Alfred University Emeritus Professor of English Benjamin Howard, a noted poet, literary critic, and essayist, has donated a generous selection of his working notebooks to Herrick Memorial Library. Housed in Special Collections, the material will be available to students of poetry, meditation, and the creative process.
The 26 notebooks in this archive span the years 1989-2011. As Howard notes, this was an “especially fertile and productive period in [his] intellectual, literary, and spiritual life.” Three of his twelve books—his verse novella Midcentury (1998) and his poetry collections Dark Pool (2005) and Leaf, Sunlight, Asphalt (2010)—were published by Salmon Publishing, an international publisher based in Co. Clare, Ireland. Midcentury, the most ambitious of these books, was well-reviewed on both sides of the Atlantic and is now in 89 libraries here and abroad. Other poems appeared in such distinguished journals as Poetry (Chicago), Agenda (London), and Poetry Ireland Review (Dublin).
While Howard says he views poetry as his “first love” and primary vocation, he frequently contributed reviews, essays, and articles to American literary quarterlies during the 1990’s. From 1973 to 2002 he also was a regular reviewer for Poetry, where he evaluated new books by American poets and occasionally international figures such as Seamus Heaney, Joseph Brodsky, and Derek Walcott. His working notebooks abound with notes, impressions, and critical assessments of his contemporaries, many of whose poems he copied out in his own hand. As he explains, this practice helped him to become “more intimate with their textures, forms, syntax, and themes.”

According to Alfred University Archivist Laurie Meehan, Howard’s donation will provide future Alfred students and scholars with a valuable perspective on the complex actions of a poet’s imagination and technical development.
“Receiving a collection of material that shows the thought process and development of an author’s writing is especially valuable to an archive, especially now in the digital age when much of that information is not retained,” Meehan says. “It provides researchers and students a peek into the author’s mind in a way no other material could, allowing them to better understand the author’s approach and style.”
Throughout his years at Alfred University, Howard continued to broaden his own work, and that spirit also imbues the archives. In 1985, he journeyed to Ireland, having been offered a residency at the Tyrone Guthrie Centre (Annaghmakerrig) in Co. Monaghan. While there, he engaged in conversations with multiple generations of Irish poets, fiction writers, critics, and intellectuals, who regaled him with stories of Irish literary life, past and present. In the ensuing two decades, he became a frequent visitor to Ireland, an active member of the American Conference on Irish Studies, and a dedicated scholar of modern Irish writing.

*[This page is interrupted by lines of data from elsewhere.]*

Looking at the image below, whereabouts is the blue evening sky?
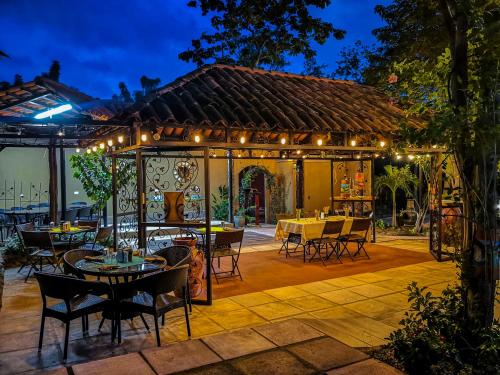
[0,0,390,98]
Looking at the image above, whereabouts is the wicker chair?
[21,231,64,282]
[79,226,113,251]
[116,265,191,346]
[211,229,244,284]
[35,272,111,361]
[339,218,372,260]
[309,220,345,265]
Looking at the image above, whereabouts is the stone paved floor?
[0,242,484,374]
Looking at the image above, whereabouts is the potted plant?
[234,207,246,228]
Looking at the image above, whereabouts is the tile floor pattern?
[0,239,499,374]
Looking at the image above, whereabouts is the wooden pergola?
[0,77,127,221]
[89,65,443,303]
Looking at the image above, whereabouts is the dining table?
[75,255,167,284]
[274,215,354,245]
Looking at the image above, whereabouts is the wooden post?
[203,147,212,305]
[49,145,57,223]
[295,159,304,209]
[111,155,118,251]
[59,146,66,220]
[227,150,234,223]
[135,151,146,248]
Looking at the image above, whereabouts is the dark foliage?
[179,0,345,69]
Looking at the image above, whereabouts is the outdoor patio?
[0,239,468,373]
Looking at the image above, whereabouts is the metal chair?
[63,249,103,280]
[116,265,191,346]
[64,208,78,224]
[211,229,244,284]
[154,245,193,314]
[21,231,64,282]
[79,226,113,251]
[339,218,372,260]
[14,223,34,273]
[35,272,112,361]
[78,206,92,222]
[309,220,345,265]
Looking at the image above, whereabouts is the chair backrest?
[125,265,189,297]
[323,220,345,237]
[35,271,109,308]
[155,245,191,267]
[351,218,372,238]
[95,226,113,242]
[78,219,99,229]
[21,231,54,250]
[78,206,92,220]
[276,214,294,221]
[64,208,78,224]
[215,229,244,248]
[15,223,35,241]
[63,249,102,279]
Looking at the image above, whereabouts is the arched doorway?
[238,165,266,223]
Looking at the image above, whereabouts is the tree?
[13,74,23,86]
[366,0,500,328]
[70,149,135,209]
[47,60,61,82]
[375,165,418,227]
[179,0,345,69]
[118,82,134,103]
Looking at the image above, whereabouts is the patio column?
[295,159,304,209]
[49,144,57,223]
[59,145,66,220]
[227,150,234,223]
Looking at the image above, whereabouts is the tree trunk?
[440,0,496,328]
[391,190,397,228]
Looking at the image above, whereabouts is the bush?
[381,282,500,375]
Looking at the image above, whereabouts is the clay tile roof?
[132,64,424,134]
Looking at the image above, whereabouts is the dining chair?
[14,223,34,273]
[309,220,345,265]
[64,208,78,224]
[115,265,191,346]
[339,218,372,260]
[154,245,193,314]
[78,223,113,251]
[210,229,244,284]
[63,249,103,280]
[78,206,92,222]
[35,271,112,361]
[21,231,64,282]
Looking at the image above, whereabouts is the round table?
[75,256,167,283]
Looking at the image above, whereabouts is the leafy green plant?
[70,149,135,209]
[212,185,229,221]
[375,165,418,227]
[382,282,500,375]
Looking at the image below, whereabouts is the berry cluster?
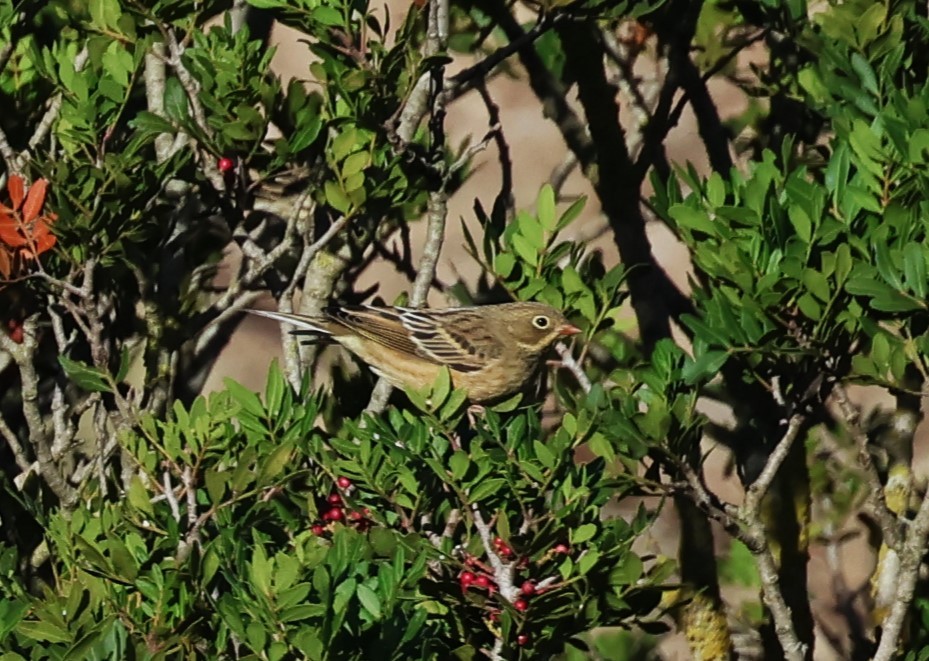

His essays and reviews on Irish history, literature, and culture subsequently appeared in such American quarterlies as the Sewanee Review and the New Hibernia Review and were later collected in his book The Pressed Melodeon: Essays on Modern Irish Writing (Story Line Press, 1998). Sprinkled throughout these notebooks are his impressions of Irish towns and cities, particularly Galway and Dublin, and his comments on the stories and poems of such leading Irish writers as John McGahern and William Trevor, Seamus Heaney and Michael Longley.
Centered though they are on literary subjects, these notebooks after 1995 contain many references to the practice of Buddhist meditation. In 1976, when Allen Ginsberg visited Alfred University, he offered Howard practical, first-hand instructions on the practice of Buddhist meditation. Over the next two decades, Howard’s continuing interest in meditative practice deepened and came to fruition. Between 1995 and 2000, he attended five weeklong retreats conducted by the Vietnamese Zen master Thich Nhat Hanh, whose teachings permeate these pages. In 2000, he undertook formal Zen training at Dai Bosatsu Zendo, and in November 2002 was lay-ordained by Jiro Osho Fernando Afable, then Vice Abbot of DBZ, in the Hakuin-Torei lineage of Japanese Rinzai Zen, taking the Dharma name Shiju Ben Howard. If his notebooks are, in his words, the “leavings of a tireless scribbler,” they also chart the “crooked path” of a spiritual explorer.
As Howard explains, he has entrusted his working notebooks to Herrick Library in the hope they will provide a window into the mind and the practical experience of a working writer. “In these pages,” he warns, “potential readers will find many false starts, dead-end paths, aborted stanzas, and fragmentary notions. But they will also find first lines, preliminary drafts, revisions, and final versions of poems that would one day reach an international readership.” And together, Howard hopes, his notebooks will offer “nurturance and guidance to young poets and essayists seeking to chart their own paths to artistic achievement and spiritual fulfillment.”
These archives may become a useful tool for someone learning to craft their own work, Meehan observes. “Along with the intricacies of his own thoughts and poetic development, Ben has provided contextual statements for his work that provide a unique insight into and better understanding of the collection and him as an author.”